After all, if you have skills beyond simple first aid, can make the best tasting meals out of minimal ingredients and you’re good at catching and trapping small game, you can sustain yourself and the people around you.

However, some people are so confident about their training that they forget certain primal skills which enable our ancestors to survive ages ago.

They didn’t have flashlights, first aid kits and stoves yet they made it through calamities that wiped out entire civilizations. Human ingenuity began when the early humans devised a way to make fire from simple tools.

Few other survival skills are just as crucial as starting a fire without the aid of pre-made tools yet you can find yourself unprepared (despite all your training and confidence) in the event of a natural calamity or get lost in the woods.

A well-lit fire serves many functions as it acts as a beacon or signal, allows you to stay warm, cook food, ward off insects and predators, and boost your morale. Imagine trying to go through the night in the dark woods without a fire.
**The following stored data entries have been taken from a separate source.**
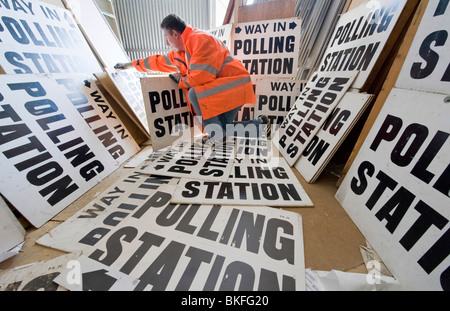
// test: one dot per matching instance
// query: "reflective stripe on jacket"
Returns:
(221, 82)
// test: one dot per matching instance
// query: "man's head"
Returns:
(173, 27)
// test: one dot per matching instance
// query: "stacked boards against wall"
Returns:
(397, 189)
(61, 133)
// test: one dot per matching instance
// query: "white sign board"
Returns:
(36, 37)
(38, 276)
(56, 143)
(195, 247)
(359, 39)
(321, 95)
(397, 190)
(167, 110)
(276, 97)
(427, 66)
(252, 182)
(268, 48)
(334, 131)
(193, 160)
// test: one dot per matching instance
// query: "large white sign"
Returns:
(55, 142)
(360, 38)
(189, 247)
(268, 48)
(397, 190)
(276, 97)
(252, 182)
(321, 95)
(36, 37)
(323, 146)
(427, 66)
(167, 110)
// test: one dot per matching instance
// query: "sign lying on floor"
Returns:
(252, 182)
(195, 247)
(321, 95)
(193, 160)
(426, 67)
(334, 131)
(167, 110)
(397, 190)
(56, 143)
(359, 39)
(268, 48)
(276, 97)
(42, 38)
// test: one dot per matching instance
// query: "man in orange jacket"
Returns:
(217, 84)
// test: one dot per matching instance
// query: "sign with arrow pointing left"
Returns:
(268, 48)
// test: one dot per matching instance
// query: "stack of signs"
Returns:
(266, 49)
(361, 37)
(40, 38)
(397, 190)
(334, 131)
(167, 110)
(321, 95)
(275, 97)
(133, 238)
(58, 138)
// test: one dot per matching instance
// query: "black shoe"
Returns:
(267, 127)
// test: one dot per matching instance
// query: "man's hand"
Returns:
(123, 66)
(176, 77)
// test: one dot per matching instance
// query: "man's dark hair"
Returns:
(173, 22)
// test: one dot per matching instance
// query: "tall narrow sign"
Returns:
(397, 190)
(321, 95)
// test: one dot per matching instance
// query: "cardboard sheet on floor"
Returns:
(360, 38)
(321, 95)
(167, 111)
(56, 143)
(426, 68)
(397, 190)
(38, 37)
(251, 182)
(194, 160)
(200, 247)
(327, 141)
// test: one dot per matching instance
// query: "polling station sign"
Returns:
(167, 110)
(54, 146)
(276, 97)
(194, 160)
(195, 247)
(360, 38)
(427, 66)
(322, 94)
(397, 190)
(268, 48)
(334, 131)
(251, 182)
(37, 37)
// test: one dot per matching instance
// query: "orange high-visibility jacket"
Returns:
(221, 82)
Night-eyed predators can stalk you without you seeing them, insects would feast on your exposed skin, patrols would never see you as they pass by and you may not have a chance to eat properly. In the battle against sickness, illness and certain death in emergency scenarios, your ingenuity to build a fire may dictate your outcome.
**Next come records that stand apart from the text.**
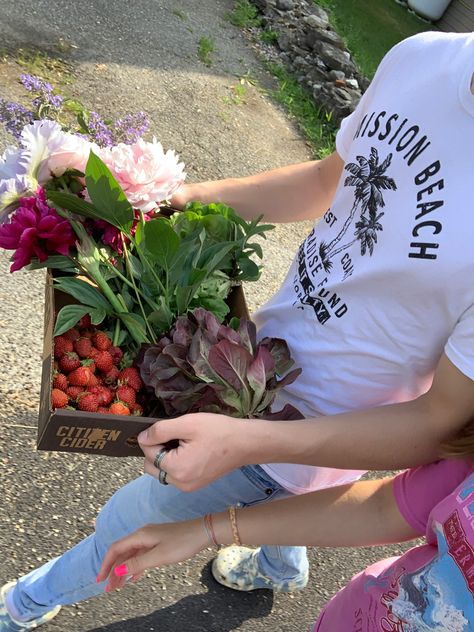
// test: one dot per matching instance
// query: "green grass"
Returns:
(316, 125)
(244, 14)
(370, 28)
(42, 64)
(269, 36)
(205, 48)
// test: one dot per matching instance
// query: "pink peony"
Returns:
(147, 174)
(48, 151)
(35, 230)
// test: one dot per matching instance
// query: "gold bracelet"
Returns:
(207, 519)
(233, 524)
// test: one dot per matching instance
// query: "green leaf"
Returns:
(83, 292)
(72, 203)
(213, 256)
(107, 196)
(136, 266)
(249, 269)
(68, 316)
(97, 315)
(160, 241)
(217, 306)
(256, 248)
(55, 262)
(135, 322)
(161, 318)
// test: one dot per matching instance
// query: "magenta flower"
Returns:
(111, 236)
(35, 230)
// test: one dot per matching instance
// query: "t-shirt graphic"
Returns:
(381, 287)
(369, 178)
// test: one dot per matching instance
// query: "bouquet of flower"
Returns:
(88, 198)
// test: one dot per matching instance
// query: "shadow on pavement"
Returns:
(219, 610)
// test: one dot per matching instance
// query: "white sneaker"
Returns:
(237, 567)
(9, 624)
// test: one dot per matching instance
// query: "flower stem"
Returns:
(137, 293)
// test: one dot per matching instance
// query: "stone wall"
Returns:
(314, 53)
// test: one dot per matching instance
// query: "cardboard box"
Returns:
(92, 433)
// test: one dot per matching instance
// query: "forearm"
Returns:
(289, 194)
(382, 438)
(360, 514)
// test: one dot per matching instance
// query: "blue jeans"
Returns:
(71, 577)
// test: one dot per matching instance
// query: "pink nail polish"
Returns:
(121, 570)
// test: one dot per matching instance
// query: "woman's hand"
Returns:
(149, 547)
(209, 446)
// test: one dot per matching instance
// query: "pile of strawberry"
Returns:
(87, 374)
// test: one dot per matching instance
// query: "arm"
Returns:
(385, 437)
(359, 514)
(289, 194)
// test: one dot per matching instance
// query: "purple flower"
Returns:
(99, 131)
(14, 116)
(35, 230)
(130, 128)
(127, 130)
(44, 92)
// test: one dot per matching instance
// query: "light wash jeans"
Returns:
(71, 577)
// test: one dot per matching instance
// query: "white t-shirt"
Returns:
(384, 283)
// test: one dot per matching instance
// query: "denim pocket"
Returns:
(265, 487)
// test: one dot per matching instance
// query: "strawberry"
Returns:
(83, 347)
(59, 399)
(93, 353)
(104, 361)
(72, 334)
(136, 410)
(116, 353)
(69, 362)
(90, 364)
(103, 394)
(73, 392)
(85, 322)
(93, 380)
(130, 377)
(81, 376)
(88, 402)
(119, 409)
(60, 381)
(111, 376)
(101, 341)
(62, 345)
(126, 394)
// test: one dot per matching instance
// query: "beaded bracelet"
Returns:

Here are several ways to start a fire without a match or lighter:

1) Hand drill
– Place a board of wood flat on the ground and make sure it is dry. Cut a v-shaped incision in the middle and hammer in a small impression adjacent to it. Add bark into the incision and a 2 foot spindle in the impression.

Build a nest of tinder (dried twigs, leaves, nettles, grass, bark) aside. Rub the spindle across your palm until the bark in the fire board turns into ember. Once it starts to glow, roll the bark into the tinder to start a fire. Add small firewood at first then keep adding larger pieces until you have a well-lit fire.

2) Magnifying Lens
– Use this method to make a fire when the sun is out in the morning or afternoon. Build a tinder nest then angle the magnifying lens one foot or a bit more above it in the direction of the sun, holding it in place with tree branches or stones. Adjust until you see a small and intensified spot of yellow on the tinder and wait for it to burn, then add firewood.

3) Condom Lens
– Open the condom and unwrap it only halfway. Fill it partially with water until it has a small spherical shape. Build a tinder nest then angle the condom lens to catch enough light to throw a small and focused spot. Increase or decrease the water inside until the spot appears bright yellow and your tinder nest catches fire. Add small firewood and then larger pieces until your fire is big enough.

4) Steel Wool and Batteries
– Build a tinder nest. Stretch your steel wool until it is thin then take a 9-volt battery and rub the side with the positive and negative terminals onto the wool until it burns and glows. Be quick to transfer the burning wool into the tinder nest until it catches a small fire and then add firewood.

A well-built fire also serves as your sanctuary and lifts the spirits of your group as you all go through unpredictable times ahead. If you are able to show them that you can build a beacon from simple tools, they will begin to understand the need to work together until help arrives and bide their time with hope in their hearts.

If they are separated from your group, their chances of survival are greater if you’ve imparted a very valuable piece of survival knowledge that can keep them alive.